Adam stays silent, but he's shaking his head.


"I'm sorry. I love you." The tears are slipping, unabashedly. I swallow the huge lump in my throat. "I'm sorry I love you."


Now that I've finally said the words aloud, I feel...relief, happiness, anguish, sadness. These and millions of other colorful emotions flood through my body at once. The weight is lifted off my shoulders...and immediately replaced directly on my heart.


I give Adam once long, lingering glance. Then I exit through the door, letting it click softly shut behind me...and I hit the ground running as soon as I'm in the hallway.


**


I'm breathing heavily by the time I burst out the main entrance and run into the quad. It's well past curfew, and the doors lock themselves behind me. I don't have my card key, so it looks like I'll be spending the night under the stars.


I sit on a bench that is cold beneath my flannel-clad legs. I hardly notice.


I can't believe I did what I just did.


Three years. Three long years, from the Goodwill Games at age thirteen to now, a sixteen-year-old junior at Eden Hall...I discovered my emotions, was finally able to handle them...finally able to hide them and now...now, in a moment of what I can only think was insanity, I have ruined everything.


I'm sure Adam had already begun to suspect.


But to actually have...the fact that I just...


I can't believe I did what I just did.


I replay the moments before the kiss in my mind over and over. I can't stop the images, can't stop the sound, and it's driving me absolutely crazy.

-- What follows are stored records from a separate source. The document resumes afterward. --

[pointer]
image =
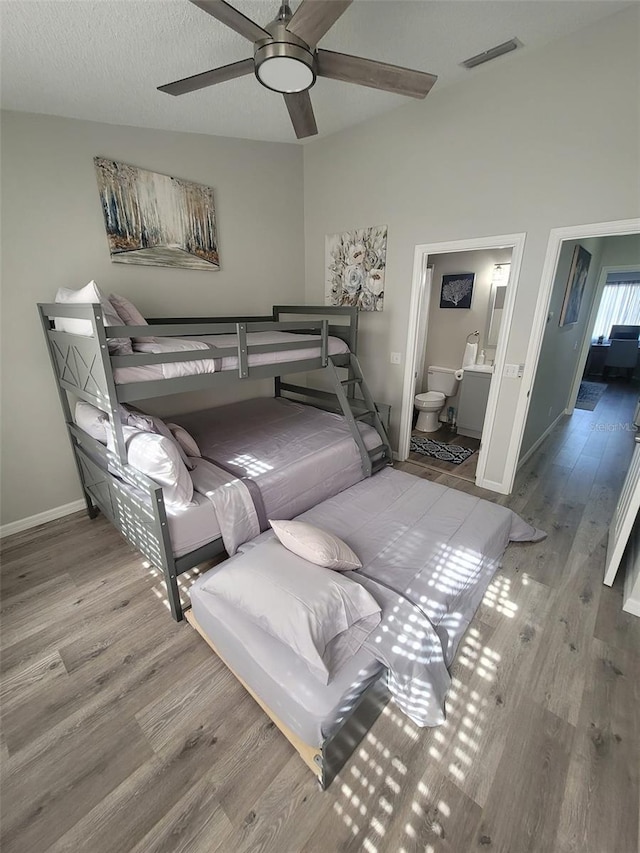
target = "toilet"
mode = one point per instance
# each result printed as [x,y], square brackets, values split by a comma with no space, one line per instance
[442,383]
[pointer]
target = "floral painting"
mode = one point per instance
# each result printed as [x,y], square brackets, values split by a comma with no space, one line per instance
[355,264]
[155,219]
[457,290]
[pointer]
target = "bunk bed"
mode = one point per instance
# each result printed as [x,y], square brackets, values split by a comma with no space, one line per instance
[193,354]
[425,553]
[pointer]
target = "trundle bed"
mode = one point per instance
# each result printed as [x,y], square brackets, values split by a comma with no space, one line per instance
[425,553]
[428,554]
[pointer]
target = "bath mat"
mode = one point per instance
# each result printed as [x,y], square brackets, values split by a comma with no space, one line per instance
[589,395]
[453,453]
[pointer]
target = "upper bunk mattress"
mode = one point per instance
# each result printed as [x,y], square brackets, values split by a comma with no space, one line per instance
[297,454]
[172,370]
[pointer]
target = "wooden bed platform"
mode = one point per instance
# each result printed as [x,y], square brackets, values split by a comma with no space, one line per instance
[326,759]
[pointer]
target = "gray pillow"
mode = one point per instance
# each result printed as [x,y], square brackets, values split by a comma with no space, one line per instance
[323,616]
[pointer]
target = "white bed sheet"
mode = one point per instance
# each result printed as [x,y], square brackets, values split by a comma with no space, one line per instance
[150,372]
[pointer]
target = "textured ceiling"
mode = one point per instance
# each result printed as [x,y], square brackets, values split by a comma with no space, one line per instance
[103,59]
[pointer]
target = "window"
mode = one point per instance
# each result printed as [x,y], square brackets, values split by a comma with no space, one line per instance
[620,304]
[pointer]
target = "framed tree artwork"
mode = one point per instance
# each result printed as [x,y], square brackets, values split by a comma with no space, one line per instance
[578,272]
[457,290]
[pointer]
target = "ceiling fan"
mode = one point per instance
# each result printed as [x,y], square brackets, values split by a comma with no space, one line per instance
[286,59]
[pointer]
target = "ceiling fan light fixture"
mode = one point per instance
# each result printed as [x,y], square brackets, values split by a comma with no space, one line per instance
[285,68]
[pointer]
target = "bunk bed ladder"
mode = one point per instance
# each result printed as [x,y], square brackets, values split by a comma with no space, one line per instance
[364,409]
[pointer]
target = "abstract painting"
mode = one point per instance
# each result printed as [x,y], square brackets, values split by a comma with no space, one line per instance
[457,290]
[157,220]
[355,267]
[578,273]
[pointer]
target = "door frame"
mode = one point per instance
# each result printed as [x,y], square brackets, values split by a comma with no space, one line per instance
[420,296]
[557,236]
[586,343]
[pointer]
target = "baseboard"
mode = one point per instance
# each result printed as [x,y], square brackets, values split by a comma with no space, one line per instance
[41,518]
[537,444]
[632,605]
[492,486]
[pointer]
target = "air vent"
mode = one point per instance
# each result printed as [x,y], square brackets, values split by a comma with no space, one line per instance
[492,53]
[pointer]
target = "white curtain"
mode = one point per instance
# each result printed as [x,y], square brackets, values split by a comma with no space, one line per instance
[620,305]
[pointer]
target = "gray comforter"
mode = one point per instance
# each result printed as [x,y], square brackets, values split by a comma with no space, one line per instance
[283,458]
[428,555]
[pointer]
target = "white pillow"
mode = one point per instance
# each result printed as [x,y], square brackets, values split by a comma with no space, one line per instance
[186,441]
[158,458]
[130,314]
[324,617]
[317,546]
[91,294]
[91,420]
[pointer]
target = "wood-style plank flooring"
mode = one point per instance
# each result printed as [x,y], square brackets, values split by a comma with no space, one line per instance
[122,732]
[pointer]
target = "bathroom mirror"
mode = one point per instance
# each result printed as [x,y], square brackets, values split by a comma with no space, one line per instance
[496,303]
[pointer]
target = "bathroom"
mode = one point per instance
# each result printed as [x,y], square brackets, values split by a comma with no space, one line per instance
[466,303]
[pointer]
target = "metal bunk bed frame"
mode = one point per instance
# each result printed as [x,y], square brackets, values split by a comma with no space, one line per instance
[83,367]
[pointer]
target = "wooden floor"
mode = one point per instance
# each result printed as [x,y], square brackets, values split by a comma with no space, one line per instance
[465,470]
[122,732]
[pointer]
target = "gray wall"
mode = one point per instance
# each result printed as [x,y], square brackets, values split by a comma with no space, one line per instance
[449,327]
[562,347]
[523,145]
[53,235]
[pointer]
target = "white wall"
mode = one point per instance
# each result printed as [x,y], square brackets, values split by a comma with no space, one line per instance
[544,139]
[53,235]
[449,327]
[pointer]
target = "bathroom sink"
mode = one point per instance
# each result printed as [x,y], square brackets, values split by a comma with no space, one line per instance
[480,368]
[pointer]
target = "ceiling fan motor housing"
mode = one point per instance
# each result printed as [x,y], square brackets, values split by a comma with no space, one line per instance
[284,62]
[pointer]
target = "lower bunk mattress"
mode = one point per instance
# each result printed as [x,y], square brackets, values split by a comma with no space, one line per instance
[428,554]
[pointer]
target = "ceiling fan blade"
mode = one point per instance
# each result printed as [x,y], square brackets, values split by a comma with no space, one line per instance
[313,18]
[209,78]
[301,113]
[226,14]
[377,75]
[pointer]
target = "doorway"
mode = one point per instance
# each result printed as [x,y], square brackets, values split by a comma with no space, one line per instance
[426,292]
[465,309]
[553,346]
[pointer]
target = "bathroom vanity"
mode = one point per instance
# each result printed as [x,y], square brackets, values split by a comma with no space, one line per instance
[472,403]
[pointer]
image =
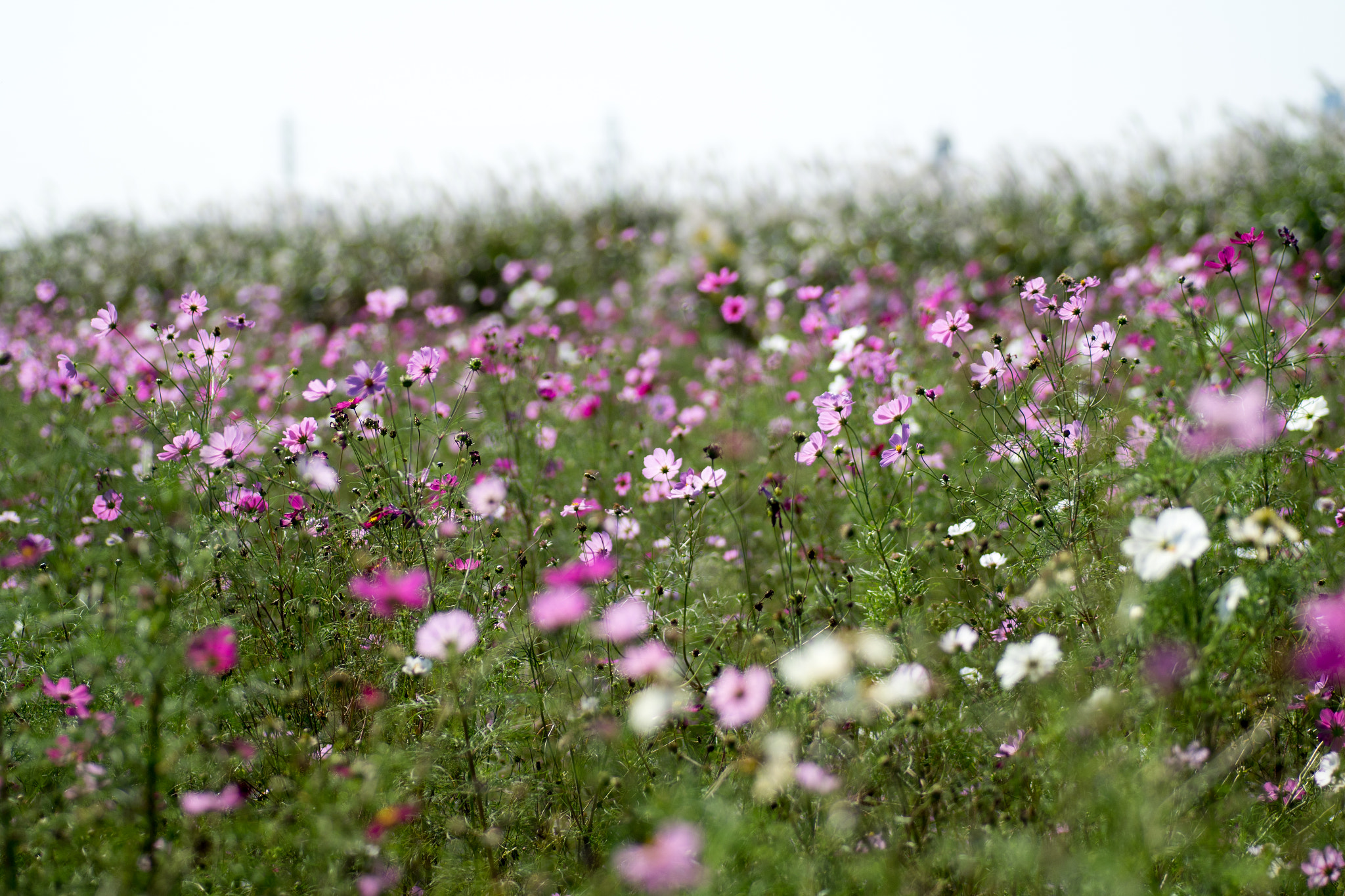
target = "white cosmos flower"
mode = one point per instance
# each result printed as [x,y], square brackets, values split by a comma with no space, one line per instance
[963,637]
[907,685]
[1033,660]
[1304,417]
[1157,547]
[821,661]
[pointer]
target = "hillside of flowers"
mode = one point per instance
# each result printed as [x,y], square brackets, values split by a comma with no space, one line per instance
[937,538]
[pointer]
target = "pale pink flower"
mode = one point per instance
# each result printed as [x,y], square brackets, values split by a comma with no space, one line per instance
[666,864]
[105,323]
[623,621]
[892,412]
[443,630]
[181,446]
[740,696]
[558,606]
[662,467]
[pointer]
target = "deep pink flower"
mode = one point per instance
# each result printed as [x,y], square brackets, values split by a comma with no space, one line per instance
[623,621]
[213,652]
[892,412]
[181,446]
[1225,263]
[558,606]
[666,864]
[225,448]
[387,593]
[424,364]
[366,382]
[740,696]
[198,802]
[1238,422]
[105,323]
[106,507]
[76,700]
[734,309]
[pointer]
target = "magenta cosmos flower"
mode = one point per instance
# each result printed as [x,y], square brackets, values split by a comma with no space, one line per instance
[740,696]
[833,410]
[213,652]
[300,436]
[666,864]
[558,606]
[387,593]
[225,448]
[366,382]
[76,700]
[106,507]
[623,621]
[181,446]
[734,309]
[105,322]
[662,467]
[443,630]
[424,364]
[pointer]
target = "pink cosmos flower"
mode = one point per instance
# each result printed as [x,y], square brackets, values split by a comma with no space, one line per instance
[384,304]
[662,467]
[30,550]
[713,282]
[740,696]
[816,778]
[443,630]
[105,323]
[953,323]
[898,448]
[623,621]
[1323,867]
[106,507]
[808,452]
[643,660]
[486,496]
[992,371]
[181,446]
[734,309]
[598,545]
[192,304]
[892,412]
[76,700]
[833,410]
[366,382]
[300,436]
[1225,263]
[318,390]
[225,448]
[558,606]
[213,652]
[387,593]
[198,802]
[424,364]
[666,864]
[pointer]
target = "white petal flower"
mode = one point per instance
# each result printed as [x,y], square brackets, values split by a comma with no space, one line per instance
[1178,538]
[1033,661]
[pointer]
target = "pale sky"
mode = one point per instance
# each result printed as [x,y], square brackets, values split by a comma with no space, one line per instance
[155,109]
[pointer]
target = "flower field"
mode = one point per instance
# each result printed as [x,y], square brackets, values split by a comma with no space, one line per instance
[937,540]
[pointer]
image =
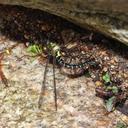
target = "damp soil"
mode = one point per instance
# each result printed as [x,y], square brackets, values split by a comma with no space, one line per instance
[78,105]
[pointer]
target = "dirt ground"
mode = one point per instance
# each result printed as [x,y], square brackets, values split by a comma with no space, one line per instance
[78,106]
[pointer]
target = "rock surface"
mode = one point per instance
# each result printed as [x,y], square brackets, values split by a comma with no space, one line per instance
[78,107]
[109,18]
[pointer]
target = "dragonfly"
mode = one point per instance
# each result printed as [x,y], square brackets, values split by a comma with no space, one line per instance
[73,59]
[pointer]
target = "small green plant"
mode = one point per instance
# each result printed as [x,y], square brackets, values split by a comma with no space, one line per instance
[106,77]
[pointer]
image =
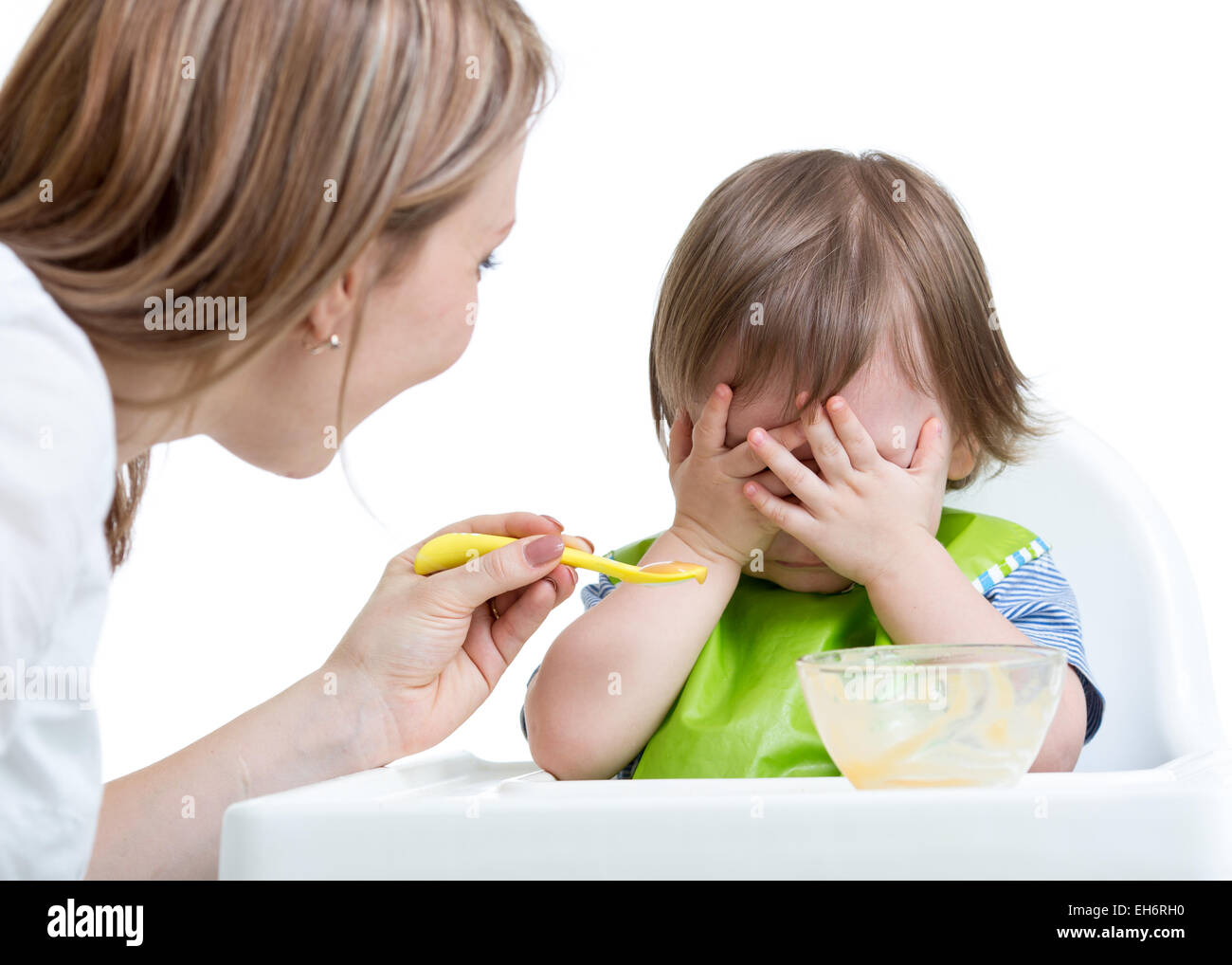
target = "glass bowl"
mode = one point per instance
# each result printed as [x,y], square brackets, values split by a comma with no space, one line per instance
[918,715]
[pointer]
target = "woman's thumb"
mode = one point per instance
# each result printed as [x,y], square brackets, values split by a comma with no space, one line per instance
[489,574]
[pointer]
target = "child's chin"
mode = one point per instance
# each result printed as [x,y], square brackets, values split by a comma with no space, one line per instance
[804,581]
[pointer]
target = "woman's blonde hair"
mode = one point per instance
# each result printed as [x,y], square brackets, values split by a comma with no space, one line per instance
[806,264]
[186,144]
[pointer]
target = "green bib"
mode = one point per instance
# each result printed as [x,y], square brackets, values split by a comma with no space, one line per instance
[742,713]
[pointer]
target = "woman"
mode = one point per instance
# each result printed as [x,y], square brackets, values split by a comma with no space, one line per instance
[343,167]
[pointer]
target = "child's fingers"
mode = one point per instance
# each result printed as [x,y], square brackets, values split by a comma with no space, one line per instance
[826,447]
[861,448]
[777,485]
[744,461]
[800,480]
[710,434]
[791,519]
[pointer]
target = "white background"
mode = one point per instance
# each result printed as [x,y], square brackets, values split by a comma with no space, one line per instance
[1088,146]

It had just seemed...in that moment, it had just seemed like it was the right thing to do. I hadn't even thought about it; it was as if I just knew that I could do it...and that I should do it and...so I had.


My roommate, my best friend on the team, my...crush...love-interest...Adam.


I wonder what he's doing right now. Sitting alone in our room...is he hurt? Angry? Stunned? Maybe a little bit of everything...


Better than a little bit of nothing, which is what I'm feeling right now.


I feel empty and hollow, like I've just expunged everything that was inside me...I've laid it all out on the line, everything I've considered near and dear...and secret...it's all exposed and Adam knows and Adam...doesn't want it. Doesn't want me is more like it.


I lie back along the cold, cold bench and gaze up at the stars. It is a clear, frosty November night, and the stars shine bright and huge, they look bigger than I've ever seen them before. I exhale and watch my breath hang in puffs in the air.


And I am sorry I love him, if only for his sake.


I'm sorry I have to put him through this, that he's put in a position where he has to hurt me.